For America it began at Pearl Harbor on 7 December 1941; for Russia, it was Operation Barbarossa (22 June 1941); for Jews in Nazi Germany it was the day Hitler became Chancellor (30 January 1933); for China, it was the Japanese invasion of Manchuria (18 September 1931).
It's easy for history to box things in to digestible years – say 1939 to 1945 – and while this is not wrong it’s not quite the full picture. When asking the huge historical question of why WW2 began these dates have to be broadened.
For those living in the Basque town of Guernica WW2 began on 26 April 1937, when Nazi Germany bombed the town on behalf of Franco and the Nationalist Government during the Spanish Civil War. The raid, led by the Nazi Luftwaffe, targeted civilians and killed many. The estimated figures are disputed, but it’s believed that between 200 and 250 people were killed and many hundreds wounded.
Franco’s aim was simply to terrorise those who did not support him, but for Nazi Germany, it was a chance to practise a policy of imperialism: how would the world react?
Nazi military leader Hermann Göring described involvement in Spain as an “opportunity to test under fire whether [war] material had been adequately developed”. Nazi commander Wolfram Von Richthofen described the carnage: “Guernica, a city with 5,000 residents, has been literally razed to the ground. Bomb craters can be seen in the streets. Simply wonderful.” This was the first use of Blitzkrieg (a technique later seen in London) and was the climax of Hitler’s German re-armament programme.
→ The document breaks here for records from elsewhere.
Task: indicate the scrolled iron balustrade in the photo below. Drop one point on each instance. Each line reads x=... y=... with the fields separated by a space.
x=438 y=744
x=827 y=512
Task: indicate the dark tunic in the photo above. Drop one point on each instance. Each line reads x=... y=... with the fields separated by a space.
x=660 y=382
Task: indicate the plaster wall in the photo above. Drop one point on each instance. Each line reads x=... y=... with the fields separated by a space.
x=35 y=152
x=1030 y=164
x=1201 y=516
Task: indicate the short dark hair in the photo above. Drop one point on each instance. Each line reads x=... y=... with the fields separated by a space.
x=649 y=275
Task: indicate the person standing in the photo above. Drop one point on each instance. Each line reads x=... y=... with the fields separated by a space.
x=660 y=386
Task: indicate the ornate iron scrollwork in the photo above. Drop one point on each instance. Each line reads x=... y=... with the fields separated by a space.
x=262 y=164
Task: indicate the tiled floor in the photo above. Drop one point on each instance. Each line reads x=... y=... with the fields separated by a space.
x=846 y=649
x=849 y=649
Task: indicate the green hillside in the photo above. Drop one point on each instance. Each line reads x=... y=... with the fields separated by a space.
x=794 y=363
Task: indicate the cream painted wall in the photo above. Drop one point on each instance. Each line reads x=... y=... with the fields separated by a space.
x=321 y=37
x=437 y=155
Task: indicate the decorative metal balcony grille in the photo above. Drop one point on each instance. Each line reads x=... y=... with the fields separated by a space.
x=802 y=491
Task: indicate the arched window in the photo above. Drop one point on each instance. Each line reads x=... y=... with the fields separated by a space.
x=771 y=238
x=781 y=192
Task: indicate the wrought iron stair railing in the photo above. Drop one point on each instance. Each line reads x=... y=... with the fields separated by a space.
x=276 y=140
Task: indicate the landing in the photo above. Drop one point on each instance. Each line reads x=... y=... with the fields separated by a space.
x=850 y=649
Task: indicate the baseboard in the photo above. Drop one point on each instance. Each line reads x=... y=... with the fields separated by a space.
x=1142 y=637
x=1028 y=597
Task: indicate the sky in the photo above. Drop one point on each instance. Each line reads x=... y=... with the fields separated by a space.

But it wasn’t just a military training run. Historian Paul Preston told the BBC in 2003, “Germany and Italy were in it [the Spanish Civil War] because they wanted to weaken Britain and France, seeing it as an opportunity to change the balance of power.” In strategic terms a Facist Spain was good news for the Nazis: it ensured Europe’s third largest country would be sympathetic to their aims of imperialism. WW2 in Europe was underway.
There had been an attempt by Britain to stop any international involvement in Spain with a Non-Intervention Agreement, but it didn’t work. Hitler and Mussolini supported Franco despite signing the agreement – providing weapons, transportation of troops, and of course bombing raids such as Guernica. In fact, it seemed that only Britain stuck to the agreement with a ban on British sales of fuel to the Republicans in Gibraltar, a decision that historian Gareth Stockey says came as a “huge boon to Franco, whose Army of Africa was at the time stranded in Morocco”.
It has been said that the bombing of Guernica and the Spanish Civil War provided the green light Hitler needed for WW2. Preston goes further: “Had they [Britain] been stronger in opposing then I think the whole course of events, Anschluss, Munich, the whole thing would have been dramatically different. If you push me, I’d end up saying there probably wouldn’t have been a Second World War.”
Preston’s argument is a thought-provoking one that suggests a British intervention in Spain after the bombing of Guernica might well have curtailed Hitler’s imperialist ambitions. More importantly, could an early alliance between Britain and the Soviet Union (who supported the Republicans) against the Fascist powers in Spain have made the Molotov–Ribbentrop Pact of August 1939 impossible? If so, the question arises, would Hitler have been able to invade Poland on 1 June 1939 at all?
When we remember those who lost their lives, loved ones, and homes in Guernica, it’s clear that the ramifications of that terrible event – portrayed in all its horror by Pablo Picasso – reverberated well beyond this small Basque town.